Answer: 7:45pm: since the clock is losing 8 minutes every hour, for every real hour that has passed, the clock will only show 52 minutes. Since the clock shows 4.15pm, we know that 975 clock minutes have passed. This therefore equals 1125 real minutes and hence 18 hours 45 minutes. The clock stopped 60 minutes ago, therefore the time must now be 19.45pm. QED.
On my local railway track there is a tunnel which is 5 miles long.
A train, which was 440 yards long, entered the tunnel at a speed of 50 miles per hour.
How long did it take for the whole of the train to pass completely through the tunnel?

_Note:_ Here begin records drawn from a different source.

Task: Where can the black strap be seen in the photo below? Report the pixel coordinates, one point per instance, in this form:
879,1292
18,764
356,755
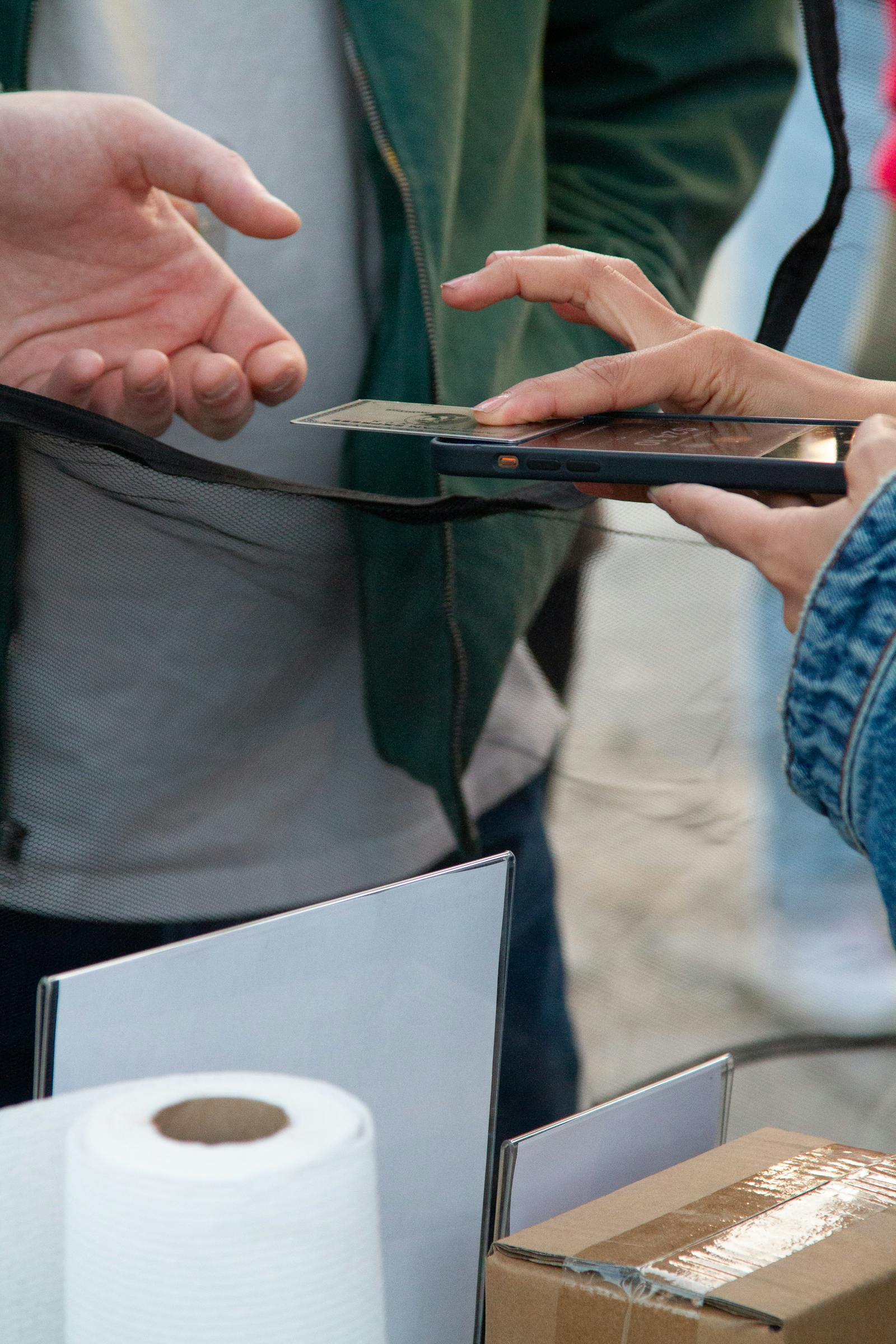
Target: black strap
801,267
27,412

Hint: There are 1,760 yards in a mile.
Answer: 6 minutes and 18 seconds.
The train has to effectively travel 5.25 miles at 50 mph. Time = Dist ÷ Speed = 5.25 ÷ 50 = 0.105 hours = 6.3 minutes = 6 minutes 18 seconds. QED.
Last week I decided to cycle to my Grandmother's house.
On the first day, I cycled half of the distance.
On day 2, I cycled one half of the remaining distance.
On day 3, I cycled three quarters of the remaining distance.
On day 4, I cycled 10 miles.
On day 5 I cycled two thirds of the remaining distance and on the final day I cycled the remaining 5 miles.
On the final day I cycled the remaining 5 miles
On Day 5 I started with 15 miles (as I cycled two thirds, leaving 5 miles).
On Day 4 I started with 25 miles (as I cycled 10 miles).
On Day 3 I started with 100 miles (as I cycled three quarters, leaving 25 miles).
On Day 2 I started with 200 miles (as I cycled half, leaving 100 miles).
On Day 1 I started with 400 miles (as I cycled half, leaving 200 miles).
Two boxes are labelled "A" and "B".
A sign on box A says "The sign on box B is true and the gold is in box A".
A sign on box B says "The sign on box A is false and the gold is in box A".
Assuming there is gold in one of the boxes, which box contains the gold?
Hint: This is a mind-bending paradox.
Answer: The problem cannot be solved with the information given.
The following argument can be made: If the statement on box A is true, then the statement on box B is true, since that is what the statement on box A says. But the statement on box B states that the statement on box A is false, which contradicts the original assumption. Therefore, the statement on box A must be false. This implies that either the statement on box B is false or that the gold is in box B. If the statement on box B is false, then either the statement on box A is true (which it cannot be) or the gold is in box B. Either way, the gold is in box B.
However, there is a hidden assumption in this argument: namely, that each statement must be either true or false. This assumption leads to paradoxes, for example, consider the statement: "This statement is false." If it is true, it is false; if it is false, it is true. The only way out of the paradox is to deny that the statement is either true or false and label it meaningless instead. Both of the statements on the boxes are therefore meaningless and nothing can be concluded from them. Common sense dictates that this problem cannot be solved with the information given. After all, how can we deduce which box contains the gold simply by reading statements written on the outside of the box? Suppose we deduce that the gold is in box B by whatever line of reasoning we choose. What is to stop us from simply putting the gold in box A, regardless of what we deduced?